While based on true events, I can’t comment on how truthful the film stays to the facts, but I found that irrelevant. Hollywood has a way of taking fact-based stories and fabricating them to their advantage. While one could call the film inspirational, it’s also riddled with clichés and endless scenes of Eddie being trained and told he’s not good enough. Cool Runnings told a fairly similar story about 4 bobsledders, but it was also a lot more lighthearted and fun than this film. Not that this film had to be that way to succeed, but Eddie seems so pedestrian. The film is well acted, though Jackman isn’t asked much here, but there’s very little that held my interest. I think it’s that the film lacks a strong conflict that it feels a bit too slight. There is a good message here, I suppose, but it’s buried under clichés and repetitiveness. Some viewers will give in to this film, but I couldn’t.

Video: How’s it look?

There are some films that seem to be destined for Ultra HD and others that, well, don’t seem to make much sense. Eddie the Eagle is a new film and the Ultra HD/4K format new as well, so maybe Fox is using any and all well-reviewed films to help spur its growth. But if you look at the titles that are available, there are a lot of action and science-fiction films and this one just seems to be…out of place. Having just watched the Blu-ray version, there wasn’t much of a noticeable difference in these two. Both offer a very stunning 2.39:1 HD transfer with a bit of an edge to the 4K version with its improved color depth and range. But this is really only noticeable when looking at the two in an A/B comparison (and I highly doubt anyone will be doing that). Is the Ultra HD version better in regard to looks? Yes. Is it worth its own 4K disc? I don’t think so.

Audio: How’s it sound?

Like the video presentation, there is something “new” when it comes to the audio as we get a Dolby Atmos track that replaces the DTS HD Master Audio track found on the Blu-ray. As is the case with all Atmos tracks, there is a down sampled Dolby TrueHD version to boot. But again, I kept scratching my head asking what the major difference in quality was. Does the Atmos track sound better than the DTS HD Master Audio counterpart? Yes. A little. But still, this isn’t a movie that screams for audio quality and I feel that this HD track might be a bit wasted. Still, vocals are strong and crisp, the Atmos track does make the most of what it has been given and I doubt anyone will be let down by the way this sounds. Still, I have to ask myself – with so many other Fox titles out there that would make much better use of the Ultra HD audio and video features – why give this one the green light?
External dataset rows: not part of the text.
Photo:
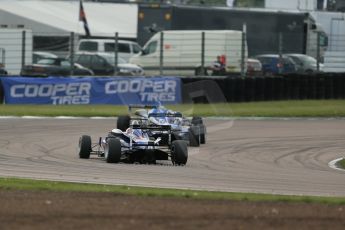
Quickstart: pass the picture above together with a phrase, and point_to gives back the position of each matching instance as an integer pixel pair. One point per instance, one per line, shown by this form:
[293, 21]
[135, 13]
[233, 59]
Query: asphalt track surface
[278, 156]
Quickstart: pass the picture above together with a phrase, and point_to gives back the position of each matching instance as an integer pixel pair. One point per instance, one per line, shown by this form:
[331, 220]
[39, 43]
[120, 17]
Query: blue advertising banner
[107, 90]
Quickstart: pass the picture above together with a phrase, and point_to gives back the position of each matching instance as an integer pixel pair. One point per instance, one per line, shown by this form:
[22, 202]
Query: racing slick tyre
[202, 134]
[194, 136]
[112, 151]
[179, 152]
[85, 147]
[197, 121]
[123, 122]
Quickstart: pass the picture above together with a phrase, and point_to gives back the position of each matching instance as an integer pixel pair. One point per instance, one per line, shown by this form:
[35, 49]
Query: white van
[126, 49]
[182, 51]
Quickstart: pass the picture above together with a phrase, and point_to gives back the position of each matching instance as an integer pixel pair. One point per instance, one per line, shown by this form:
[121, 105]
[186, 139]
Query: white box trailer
[182, 51]
[13, 44]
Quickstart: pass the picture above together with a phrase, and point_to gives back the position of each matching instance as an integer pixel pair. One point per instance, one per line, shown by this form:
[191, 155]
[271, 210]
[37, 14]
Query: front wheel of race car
[113, 150]
[194, 136]
[197, 121]
[85, 147]
[123, 122]
[179, 152]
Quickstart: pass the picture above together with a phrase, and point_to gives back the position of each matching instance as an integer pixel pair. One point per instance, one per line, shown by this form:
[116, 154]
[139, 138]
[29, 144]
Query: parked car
[273, 64]
[38, 55]
[254, 66]
[104, 64]
[126, 49]
[54, 67]
[305, 63]
[3, 71]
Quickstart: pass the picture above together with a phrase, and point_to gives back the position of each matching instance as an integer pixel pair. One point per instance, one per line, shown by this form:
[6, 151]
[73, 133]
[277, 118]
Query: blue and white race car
[140, 143]
[191, 130]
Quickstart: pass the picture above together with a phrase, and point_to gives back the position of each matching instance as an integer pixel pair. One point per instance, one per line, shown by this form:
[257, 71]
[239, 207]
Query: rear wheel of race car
[85, 147]
[179, 152]
[202, 134]
[202, 138]
[112, 150]
[123, 122]
[194, 136]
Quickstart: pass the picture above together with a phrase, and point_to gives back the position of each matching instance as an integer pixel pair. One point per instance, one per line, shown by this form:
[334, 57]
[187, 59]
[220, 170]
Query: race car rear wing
[138, 106]
[175, 114]
[151, 127]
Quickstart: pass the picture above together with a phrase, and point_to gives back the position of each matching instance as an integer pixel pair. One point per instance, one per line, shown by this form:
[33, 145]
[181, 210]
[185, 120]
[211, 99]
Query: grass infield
[42, 185]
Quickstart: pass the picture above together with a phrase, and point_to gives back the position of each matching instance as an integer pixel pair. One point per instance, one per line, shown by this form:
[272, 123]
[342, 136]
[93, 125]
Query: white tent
[104, 19]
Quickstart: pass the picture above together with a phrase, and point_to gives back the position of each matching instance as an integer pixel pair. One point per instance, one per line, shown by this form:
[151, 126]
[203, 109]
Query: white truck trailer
[16, 49]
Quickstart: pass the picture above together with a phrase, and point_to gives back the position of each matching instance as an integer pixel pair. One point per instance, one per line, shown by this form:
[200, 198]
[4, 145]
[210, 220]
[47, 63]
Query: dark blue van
[273, 64]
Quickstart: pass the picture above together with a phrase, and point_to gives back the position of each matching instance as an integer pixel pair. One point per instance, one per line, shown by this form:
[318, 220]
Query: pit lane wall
[88, 90]
[171, 90]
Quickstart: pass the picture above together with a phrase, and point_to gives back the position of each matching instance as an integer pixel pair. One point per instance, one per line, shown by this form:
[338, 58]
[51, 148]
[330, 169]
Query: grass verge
[300, 108]
[42, 185]
[341, 163]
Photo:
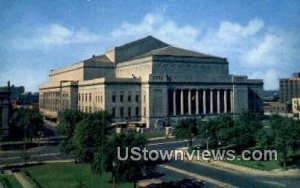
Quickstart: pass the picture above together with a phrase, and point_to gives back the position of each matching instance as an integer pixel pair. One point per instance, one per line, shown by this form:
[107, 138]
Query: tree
[128, 170]
[264, 138]
[285, 132]
[29, 121]
[66, 126]
[90, 134]
[245, 129]
[187, 129]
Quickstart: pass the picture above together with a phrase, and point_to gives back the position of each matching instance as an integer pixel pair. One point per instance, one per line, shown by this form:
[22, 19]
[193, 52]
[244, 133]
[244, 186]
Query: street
[236, 179]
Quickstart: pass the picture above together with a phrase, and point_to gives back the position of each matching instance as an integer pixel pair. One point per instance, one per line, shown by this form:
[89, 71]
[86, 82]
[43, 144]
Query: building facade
[289, 88]
[150, 83]
[296, 107]
[4, 109]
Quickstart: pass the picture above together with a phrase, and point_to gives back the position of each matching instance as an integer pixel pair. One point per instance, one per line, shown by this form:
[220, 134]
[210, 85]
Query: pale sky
[259, 38]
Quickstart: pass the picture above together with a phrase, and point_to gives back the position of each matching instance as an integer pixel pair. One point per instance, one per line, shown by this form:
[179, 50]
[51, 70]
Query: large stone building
[150, 83]
[289, 88]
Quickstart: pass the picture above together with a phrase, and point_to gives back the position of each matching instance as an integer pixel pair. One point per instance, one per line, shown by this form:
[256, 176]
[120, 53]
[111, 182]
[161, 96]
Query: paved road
[227, 176]
[231, 177]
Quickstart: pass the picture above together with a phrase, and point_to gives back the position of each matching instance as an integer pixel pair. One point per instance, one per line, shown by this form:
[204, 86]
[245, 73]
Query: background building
[289, 88]
[150, 83]
[296, 107]
[4, 109]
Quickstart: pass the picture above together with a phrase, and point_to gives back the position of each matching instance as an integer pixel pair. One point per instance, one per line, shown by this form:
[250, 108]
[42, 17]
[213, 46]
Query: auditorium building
[150, 83]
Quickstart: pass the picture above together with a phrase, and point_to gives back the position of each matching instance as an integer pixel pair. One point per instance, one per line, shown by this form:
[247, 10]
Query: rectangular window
[121, 112]
[129, 112]
[113, 112]
[137, 111]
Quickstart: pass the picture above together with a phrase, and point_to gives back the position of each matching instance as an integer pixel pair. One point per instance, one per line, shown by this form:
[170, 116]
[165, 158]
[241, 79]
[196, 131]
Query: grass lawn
[259, 165]
[154, 134]
[9, 181]
[61, 175]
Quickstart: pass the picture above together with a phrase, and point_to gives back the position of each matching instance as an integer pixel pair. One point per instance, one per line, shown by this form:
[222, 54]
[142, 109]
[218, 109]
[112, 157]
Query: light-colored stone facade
[150, 83]
[5, 93]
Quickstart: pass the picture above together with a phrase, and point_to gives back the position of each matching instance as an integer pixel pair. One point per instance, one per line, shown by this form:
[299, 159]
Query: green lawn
[154, 134]
[9, 181]
[61, 175]
[259, 165]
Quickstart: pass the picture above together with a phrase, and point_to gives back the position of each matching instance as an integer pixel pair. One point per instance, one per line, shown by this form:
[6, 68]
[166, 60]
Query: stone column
[204, 101]
[225, 101]
[5, 114]
[181, 103]
[231, 102]
[174, 102]
[197, 101]
[218, 101]
[189, 102]
[211, 101]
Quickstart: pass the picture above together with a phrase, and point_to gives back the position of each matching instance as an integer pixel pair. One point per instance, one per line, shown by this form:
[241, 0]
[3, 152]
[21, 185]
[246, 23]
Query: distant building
[289, 88]
[28, 98]
[296, 107]
[275, 107]
[150, 83]
[16, 92]
[4, 109]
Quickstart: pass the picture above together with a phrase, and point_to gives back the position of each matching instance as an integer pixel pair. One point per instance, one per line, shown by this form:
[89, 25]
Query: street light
[113, 174]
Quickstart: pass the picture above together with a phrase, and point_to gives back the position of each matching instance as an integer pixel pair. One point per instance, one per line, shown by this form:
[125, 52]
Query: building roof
[174, 51]
[99, 58]
[143, 41]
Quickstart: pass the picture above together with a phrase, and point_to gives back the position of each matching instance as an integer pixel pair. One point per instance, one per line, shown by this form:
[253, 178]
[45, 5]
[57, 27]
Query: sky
[260, 38]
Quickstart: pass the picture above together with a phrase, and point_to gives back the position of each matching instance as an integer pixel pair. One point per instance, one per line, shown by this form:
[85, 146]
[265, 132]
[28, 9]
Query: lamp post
[113, 175]
[207, 139]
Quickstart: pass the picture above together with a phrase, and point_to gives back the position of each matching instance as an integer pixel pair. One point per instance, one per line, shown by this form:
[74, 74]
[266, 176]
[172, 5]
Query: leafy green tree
[89, 135]
[187, 129]
[127, 170]
[66, 126]
[29, 121]
[245, 129]
[285, 132]
[217, 130]
[264, 138]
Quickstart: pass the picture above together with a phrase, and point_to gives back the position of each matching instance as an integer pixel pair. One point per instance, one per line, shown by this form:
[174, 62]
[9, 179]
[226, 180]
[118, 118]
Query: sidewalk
[22, 180]
[246, 170]
[196, 176]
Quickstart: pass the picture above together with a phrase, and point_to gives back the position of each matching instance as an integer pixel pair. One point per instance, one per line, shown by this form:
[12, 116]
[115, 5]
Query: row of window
[129, 98]
[89, 109]
[121, 112]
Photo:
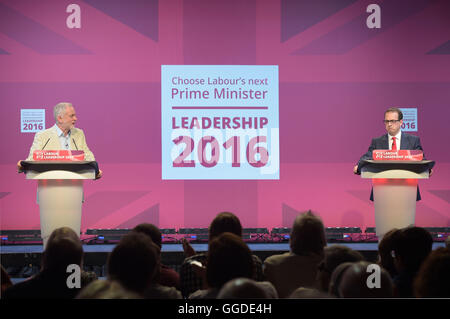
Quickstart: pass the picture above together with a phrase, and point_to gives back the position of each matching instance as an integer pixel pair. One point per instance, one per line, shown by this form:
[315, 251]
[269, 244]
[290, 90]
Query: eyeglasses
[390, 121]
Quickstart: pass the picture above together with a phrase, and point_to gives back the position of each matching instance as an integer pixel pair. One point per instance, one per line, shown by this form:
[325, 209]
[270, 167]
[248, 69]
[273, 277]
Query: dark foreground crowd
[407, 267]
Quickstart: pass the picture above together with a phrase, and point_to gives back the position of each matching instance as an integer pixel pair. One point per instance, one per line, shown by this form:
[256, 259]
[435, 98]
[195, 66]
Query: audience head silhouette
[225, 222]
[385, 247]
[242, 288]
[228, 258]
[433, 278]
[134, 262]
[308, 235]
[334, 256]
[411, 248]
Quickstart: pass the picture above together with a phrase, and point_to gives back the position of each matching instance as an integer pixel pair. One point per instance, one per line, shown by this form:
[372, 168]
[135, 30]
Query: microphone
[46, 143]
[75, 143]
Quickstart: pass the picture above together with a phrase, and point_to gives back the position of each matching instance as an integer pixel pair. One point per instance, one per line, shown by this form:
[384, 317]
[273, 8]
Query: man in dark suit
[395, 139]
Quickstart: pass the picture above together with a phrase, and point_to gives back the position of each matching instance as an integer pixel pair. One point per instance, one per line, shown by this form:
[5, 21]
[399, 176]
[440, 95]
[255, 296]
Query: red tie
[394, 144]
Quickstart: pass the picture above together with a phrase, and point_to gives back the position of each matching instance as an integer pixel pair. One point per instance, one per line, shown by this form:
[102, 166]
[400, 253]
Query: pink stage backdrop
[337, 77]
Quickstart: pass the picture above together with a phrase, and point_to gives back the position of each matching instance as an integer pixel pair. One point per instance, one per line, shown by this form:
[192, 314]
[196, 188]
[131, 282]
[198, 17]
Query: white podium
[395, 191]
[59, 192]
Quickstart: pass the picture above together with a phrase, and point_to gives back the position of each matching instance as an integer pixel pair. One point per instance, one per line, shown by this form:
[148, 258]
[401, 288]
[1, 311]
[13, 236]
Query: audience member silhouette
[411, 248]
[166, 276]
[63, 249]
[298, 268]
[433, 278]
[359, 281]
[106, 289]
[223, 222]
[334, 256]
[246, 288]
[385, 248]
[5, 281]
[228, 258]
[134, 263]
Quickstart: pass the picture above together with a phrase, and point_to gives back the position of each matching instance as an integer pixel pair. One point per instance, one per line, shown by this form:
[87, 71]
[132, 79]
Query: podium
[59, 192]
[394, 191]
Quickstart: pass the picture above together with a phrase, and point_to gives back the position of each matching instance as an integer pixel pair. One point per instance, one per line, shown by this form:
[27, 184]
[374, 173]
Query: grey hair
[60, 108]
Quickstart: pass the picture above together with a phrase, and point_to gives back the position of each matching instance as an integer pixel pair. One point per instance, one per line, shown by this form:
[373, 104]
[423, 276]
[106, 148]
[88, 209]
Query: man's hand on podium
[19, 167]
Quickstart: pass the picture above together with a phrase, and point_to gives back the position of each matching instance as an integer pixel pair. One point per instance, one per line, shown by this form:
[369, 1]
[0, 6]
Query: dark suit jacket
[407, 142]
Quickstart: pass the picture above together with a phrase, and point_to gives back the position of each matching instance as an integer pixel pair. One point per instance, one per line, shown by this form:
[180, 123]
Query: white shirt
[397, 140]
[64, 140]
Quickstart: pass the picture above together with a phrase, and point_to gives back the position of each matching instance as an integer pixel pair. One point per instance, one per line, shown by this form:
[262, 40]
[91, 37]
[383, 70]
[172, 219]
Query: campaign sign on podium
[395, 176]
[219, 122]
[60, 176]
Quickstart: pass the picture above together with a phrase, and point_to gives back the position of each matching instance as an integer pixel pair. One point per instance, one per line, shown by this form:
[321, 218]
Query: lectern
[394, 191]
[59, 192]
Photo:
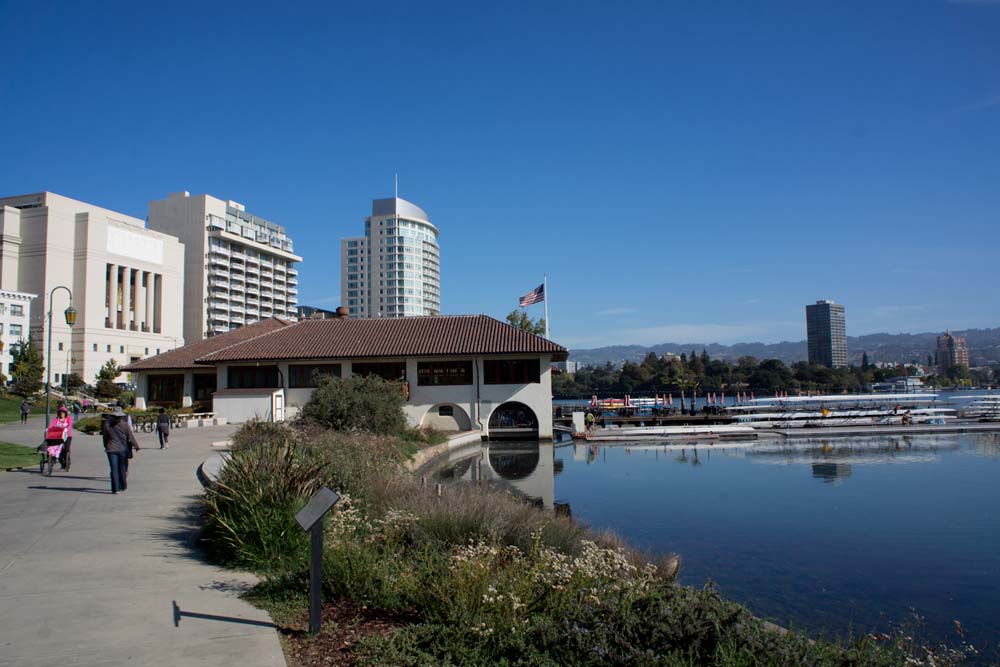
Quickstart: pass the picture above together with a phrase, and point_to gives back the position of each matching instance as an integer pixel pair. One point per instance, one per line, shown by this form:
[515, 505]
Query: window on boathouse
[387, 370]
[511, 371]
[165, 388]
[303, 376]
[439, 373]
[253, 377]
Supplements: What are the extras?

  • Let The Games Begin: Soaring with Eddie the Eagle – This three part documentary is composed of smaller featurettes that encompass the making of the film, the casting and some of the stunts involved.
    • All or Nothing: The Hero’s Heart
    • An Unlikely Friendship: Eddie & Peary
    • Attitude is Altitude: Filming the Ski Jumps
  • Still Gallery
  • Theatrical Trailer

The Bottom Line

It’s hard to pick on a film that clearly has its heart in the right place, but Eddie just doesn’t have enough to say to make it essential viewing. It’s not a terrible film, but also not a crucial one, or one that leaves a lasting impression. I can’t advise more than a rental for those curious, but even that is a bit more than this deserves. On a side note, I have to wonder about the timing of this film? 2016 is an “off year” for the Winter Olympics and given that the events seen in this movie took place in 1988, might it not have been better from a marketing perspective to launch this (pun fully intended) in either 2014 or 2018 to coincide with the Winter Olympics?